The Breakery
When
Sat, 19 July 2025 - Fri, 15 August 2025
thursdays, fridays and saturdays
Where
no31 - 29 Newtown street, Duns, TD11 3AS
Further info
Cost: free
The BreakeryType: Exhibition

Kevin Harman, studio assemblage - untitled
The exhibition presents a dialogue between the conceptual, text-based practices of Lily Ashrowan, John Ayscough and Kevin Harman. The artists have in common a freedom of interdisciplinary experimentation, moving seamlessly between formats and forms that meet the needs of the artwork. They share an intention and urgency in their practice, demanding that what they witness must be addressed.

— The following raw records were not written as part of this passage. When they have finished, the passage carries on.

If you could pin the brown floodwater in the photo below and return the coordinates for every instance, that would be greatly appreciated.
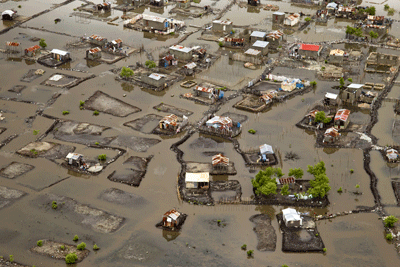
(353, 240)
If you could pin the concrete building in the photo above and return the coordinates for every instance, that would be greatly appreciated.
(222, 26)
(257, 36)
(342, 120)
(310, 50)
(292, 20)
(199, 180)
(181, 52)
(32, 51)
(351, 94)
(278, 17)
(261, 46)
(94, 53)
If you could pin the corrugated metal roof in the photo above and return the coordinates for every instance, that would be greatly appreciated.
(199, 177)
(342, 114)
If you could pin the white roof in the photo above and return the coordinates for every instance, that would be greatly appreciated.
(8, 12)
(261, 44)
(252, 52)
(59, 52)
(264, 149)
(258, 34)
(181, 48)
(331, 96)
(156, 76)
(355, 86)
(200, 177)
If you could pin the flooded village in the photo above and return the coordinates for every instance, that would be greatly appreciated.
(199, 133)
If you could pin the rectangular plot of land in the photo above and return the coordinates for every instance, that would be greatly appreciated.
(103, 102)
(15, 169)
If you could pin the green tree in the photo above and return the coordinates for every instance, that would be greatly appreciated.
(390, 221)
(296, 173)
(341, 81)
(126, 72)
(42, 43)
(285, 190)
(320, 117)
(150, 64)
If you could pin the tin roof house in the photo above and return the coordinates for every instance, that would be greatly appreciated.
(292, 218)
(341, 120)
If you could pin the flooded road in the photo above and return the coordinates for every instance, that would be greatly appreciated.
(355, 239)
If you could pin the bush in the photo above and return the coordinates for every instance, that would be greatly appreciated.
(252, 131)
(71, 258)
(389, 237)
(390, 221)
(81, 246)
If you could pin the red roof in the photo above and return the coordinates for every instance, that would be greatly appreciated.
(309, 47)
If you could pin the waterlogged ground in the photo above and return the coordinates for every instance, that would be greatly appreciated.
(121, 219)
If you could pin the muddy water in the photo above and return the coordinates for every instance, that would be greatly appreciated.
(350, 240)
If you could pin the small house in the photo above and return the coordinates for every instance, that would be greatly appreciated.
(292, 218)
(392, 155)
(183, 3)
(351, 94)
(336, 56)
(310, 50)
(94, 53)
(222, 26)
(172, 219)
(261, 46)
(166, 61)
(342, 119)
(154, 79)
(220, 161)
(181, 52)
(97, 40)
(257, 36)
(292, 20)
(169, 122)
(331, 99)
(189, 69)
(278, 17)
(75, 159)
(8, 15)
(60, 55)
(219, 122)
(331, 135)
(32, 51)
(199, 180)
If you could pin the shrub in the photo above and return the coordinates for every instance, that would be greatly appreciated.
(71, 258)
(389, 237)
(252, 131)
(102, 157)
(390, 221)
(81, 246)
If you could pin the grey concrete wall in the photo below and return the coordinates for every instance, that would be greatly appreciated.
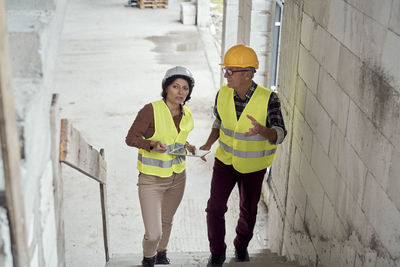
(34, 28)
(336, 179)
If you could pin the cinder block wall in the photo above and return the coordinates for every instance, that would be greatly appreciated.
(255, 30)
(34, 27)
(336, 181)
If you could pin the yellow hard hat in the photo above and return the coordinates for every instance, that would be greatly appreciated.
(240, 56)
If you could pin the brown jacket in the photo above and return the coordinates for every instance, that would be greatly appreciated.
(143, 127)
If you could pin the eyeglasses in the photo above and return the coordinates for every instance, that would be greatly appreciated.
(231, 72)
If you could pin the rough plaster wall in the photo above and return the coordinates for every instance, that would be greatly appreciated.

Lily Ashrowan is an emerging artist based between the rural Scottish Borders and London and these disparate geographies inform her work. Working across moving image, photography, writing and performance, she draws from personal experience and histories including: rural landscapes, platonic intimacy, urban disillusionment, familial history, generational trauma, queer sex and nightlife to think through political desire and materialist histories. Her artwork is a poignant exploration of memory and identity, engaging directly with the often uneasy space between personal and political consciousness.
John Ayscough is a conceptual and performative artist. By looking directly into the headwind of injustice and inhumanity, he creates artwork that acts as a sometimes explosive, visual polemic against the iniquity of power and control. He works largely in the moment, reacting spontaneously to specific news material and cultural constructs. His politically motivated art uses trans-media and guerrilla tactics in public spaces and deploys engagement techniques appropriated from advertising and marketing.
Kevin Harman is a contemporary artist known for his provocative and performative works that often highlight social issues and urban depravation. The role of the viewer as participant in the artwork is significant to Kevin. By physically and conceptually engaging us in his artwork as a made thing, he then also asks that we reflect on our subjective culpability. He has the remarkable ability to make work that is both a joyful emersion in subtlety of an idea, and at the same time a visually powerful and often beautiful artwork.